UI researchers find genes that can cause cleft lip and palate

In a recent study involving frogs and fish, researchers found three genes that can cause cleft lip or palate when deleted.

University+of+Iowa+Hospitals+and+Clinics+are+seen+in+Iowa+City+on+Aug.+23%2C+2022.

Grace Kreber

University of Iowa Hospitals and Clinics are seen in Iowa City on Aug. 23, 2022.

Sofia Mamakos, News Reporter


University of Iowa researchers conducted a study using frogs and fish to identify certain human genes are associated with causing cleft lip and/or palate when deleted.

Clefting is a malformation in humans in which a gap can form during development in the palate, lip, or both. This gap can lead to several problems, including difficulty feeding, problems in overall speech function, ear infections, and social impacts. It could also require fairly extensive surgeries.

The birth defect affects about one in every 1,600 babies born in the U.S., according to Centers for Disease Control and Prevention data.

This research took place over a 10-year time span, beginning around 2010. The study was published on Jan. 5 in the American Journal of Human Genetics.

By searching through the genomes of more than 1,000 patients with cleft lip/palate, researchers found small sections in the genome that were deleted or duplicated, known as copy number variants.

The copy number variants also occur in the genomes of healthy individuals, which meant the researchers needed to come up with a strategy to identify those that might be involved in clefting.

“I thought what might be a first step in identifying genes driving the disorder would be first to only focus on deletions in the genome, rather than both deletions and duplications,” John Manak, UI biology professor and the study’s corresponding author, said.

The researchers looked for genes that were removed by the deletions at a rare frequency for people with the disorder. For people without the disorder, which was the control group, researchers looked for the deletions at an even rarer frequency.

“I thought this would be a really cool strategy because genetic variants that do bad things, including deletions of genes, tend to be quite rare in a population,” Manak said. “So, we were hoping that this strategy would select for deletions that really drove the disorder, deletions that were really critically involved in causing the cleft lip and/or palate.”

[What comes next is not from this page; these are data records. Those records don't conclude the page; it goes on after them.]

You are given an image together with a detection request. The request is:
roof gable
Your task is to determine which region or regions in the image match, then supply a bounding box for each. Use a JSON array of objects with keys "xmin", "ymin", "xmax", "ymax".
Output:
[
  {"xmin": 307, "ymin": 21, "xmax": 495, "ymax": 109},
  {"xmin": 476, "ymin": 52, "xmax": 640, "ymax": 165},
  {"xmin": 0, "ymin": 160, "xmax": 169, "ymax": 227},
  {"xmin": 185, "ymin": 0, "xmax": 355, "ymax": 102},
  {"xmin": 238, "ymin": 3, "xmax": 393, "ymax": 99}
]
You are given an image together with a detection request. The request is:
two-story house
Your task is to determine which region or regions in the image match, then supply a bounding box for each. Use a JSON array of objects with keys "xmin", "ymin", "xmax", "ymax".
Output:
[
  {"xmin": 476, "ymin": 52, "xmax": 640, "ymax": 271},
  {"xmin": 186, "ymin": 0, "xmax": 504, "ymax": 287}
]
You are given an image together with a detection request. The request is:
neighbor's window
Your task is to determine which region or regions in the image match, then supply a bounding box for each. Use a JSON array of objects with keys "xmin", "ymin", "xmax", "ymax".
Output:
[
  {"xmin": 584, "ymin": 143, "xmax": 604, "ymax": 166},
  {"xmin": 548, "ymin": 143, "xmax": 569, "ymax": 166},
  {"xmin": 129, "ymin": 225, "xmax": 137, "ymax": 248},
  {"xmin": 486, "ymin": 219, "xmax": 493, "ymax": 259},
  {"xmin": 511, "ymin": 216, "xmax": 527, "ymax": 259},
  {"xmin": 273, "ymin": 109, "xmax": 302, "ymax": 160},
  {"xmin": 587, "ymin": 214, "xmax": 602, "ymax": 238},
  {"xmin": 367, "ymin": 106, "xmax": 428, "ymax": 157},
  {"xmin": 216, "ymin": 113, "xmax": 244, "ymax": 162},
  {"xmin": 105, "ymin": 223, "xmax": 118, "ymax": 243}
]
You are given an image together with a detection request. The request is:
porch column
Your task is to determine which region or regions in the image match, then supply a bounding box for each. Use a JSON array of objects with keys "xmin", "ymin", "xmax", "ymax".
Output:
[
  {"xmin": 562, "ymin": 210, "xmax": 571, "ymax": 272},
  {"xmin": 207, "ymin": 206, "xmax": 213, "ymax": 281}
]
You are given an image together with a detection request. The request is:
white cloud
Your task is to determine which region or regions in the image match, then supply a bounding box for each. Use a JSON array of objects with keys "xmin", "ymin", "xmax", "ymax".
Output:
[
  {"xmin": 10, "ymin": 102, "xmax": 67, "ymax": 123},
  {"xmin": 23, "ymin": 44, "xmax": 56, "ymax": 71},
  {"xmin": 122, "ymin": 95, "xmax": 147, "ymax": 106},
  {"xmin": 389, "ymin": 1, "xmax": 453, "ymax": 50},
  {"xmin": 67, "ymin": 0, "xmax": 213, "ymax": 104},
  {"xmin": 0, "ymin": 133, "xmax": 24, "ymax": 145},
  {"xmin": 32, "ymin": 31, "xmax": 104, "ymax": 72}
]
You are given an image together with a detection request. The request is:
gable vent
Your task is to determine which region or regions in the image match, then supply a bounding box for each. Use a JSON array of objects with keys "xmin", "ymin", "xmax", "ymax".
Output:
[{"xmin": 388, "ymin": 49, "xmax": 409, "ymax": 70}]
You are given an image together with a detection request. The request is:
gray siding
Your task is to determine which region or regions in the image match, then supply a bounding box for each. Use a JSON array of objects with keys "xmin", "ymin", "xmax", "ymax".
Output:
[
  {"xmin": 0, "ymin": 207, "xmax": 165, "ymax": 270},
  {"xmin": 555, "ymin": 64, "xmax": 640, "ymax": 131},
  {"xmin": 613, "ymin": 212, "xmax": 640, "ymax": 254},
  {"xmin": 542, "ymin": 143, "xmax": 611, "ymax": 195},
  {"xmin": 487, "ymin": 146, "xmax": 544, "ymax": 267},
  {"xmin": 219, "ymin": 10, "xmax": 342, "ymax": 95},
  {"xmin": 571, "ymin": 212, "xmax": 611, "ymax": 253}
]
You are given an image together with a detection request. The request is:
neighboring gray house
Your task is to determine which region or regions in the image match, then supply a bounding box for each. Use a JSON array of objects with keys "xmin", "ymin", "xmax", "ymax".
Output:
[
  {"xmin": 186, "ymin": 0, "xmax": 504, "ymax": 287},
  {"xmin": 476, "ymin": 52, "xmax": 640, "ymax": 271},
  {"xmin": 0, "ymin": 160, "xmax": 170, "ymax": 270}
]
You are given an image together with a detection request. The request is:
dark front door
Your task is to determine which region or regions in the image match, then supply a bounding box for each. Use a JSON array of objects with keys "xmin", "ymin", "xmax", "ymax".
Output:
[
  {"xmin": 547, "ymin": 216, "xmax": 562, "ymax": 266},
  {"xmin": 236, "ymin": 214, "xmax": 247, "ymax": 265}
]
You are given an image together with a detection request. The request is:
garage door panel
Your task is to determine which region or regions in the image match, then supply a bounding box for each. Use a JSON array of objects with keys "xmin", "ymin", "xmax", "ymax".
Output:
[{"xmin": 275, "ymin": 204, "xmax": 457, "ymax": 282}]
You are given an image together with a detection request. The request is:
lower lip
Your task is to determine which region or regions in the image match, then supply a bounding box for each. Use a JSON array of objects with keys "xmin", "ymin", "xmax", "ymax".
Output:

RELATED: UI researchers find link between a brain circuit and reaction to stress

The study’s first author, Lisa Lansdon, earned her doctorate in genetics from the UI in 2018 and is a clinical assistant professor at the University of Missouri-Kansas City School of Medicine. She performed most of the human data analysis, and collaborators then used African clawed frogs and zebrafish to test the genes by disrupting their function in the two species.

“By using fish and frogs, our group was able to show that we could successfully use our data to find plausible new genes that, when deleted, could cause a cleft,” she said. “That was the really exciting part of our study, identifying these new candidate genes.”

The fish and frog testing models ultimately contributed greatly to the results, Lansdon said.

“They’re really useful tools for modeling these deletions,” Lansdon said. “They have pretty rapid development from fish eggs or frog embryos to when you can actually detect craniofacial changes.”

Another reason these animals were chosen for the study is that the developmental pathways in cleft lip and palate and face formation are consistent across humans to fish and frogs.

“This means that if we disrupt a gene and it leads to a cleft-like face in a fish or a frog, then it is possibly applicable to humans as well,” Lansdon said.

Moving forward, Lansdon believes the next steps in this research would be further investigating these candidate genes.

“Clearly, when disrupted, [the genes] cause craniofacial abnormalities,” she said. “Now the next question is, well, why? What pathways are being disrupted, and at what developmental time points?”

Because they only specifically highlighted three candidate genes, the researchers also want to continue to look into the long list of other genes identified in their study that was deleted at a higher frequency.

“All of those genes could be further investigated in animal models to see if there’s additional support for their involvement in clefting,” Lansdon said.

Even though there is a lot of work to do for researchers, Manak emphasized the importance of continuing to identify as many genes involved in craniofacial development as possible.

“Craniofacial defects are among the most common birth defects on planet Earth,” he said. “Making a face is an incredibly complex process that involves a lot of signaling pathways, and we need to understand how these pathways are integrated before we stand a chance at preventing these kinds of defects.”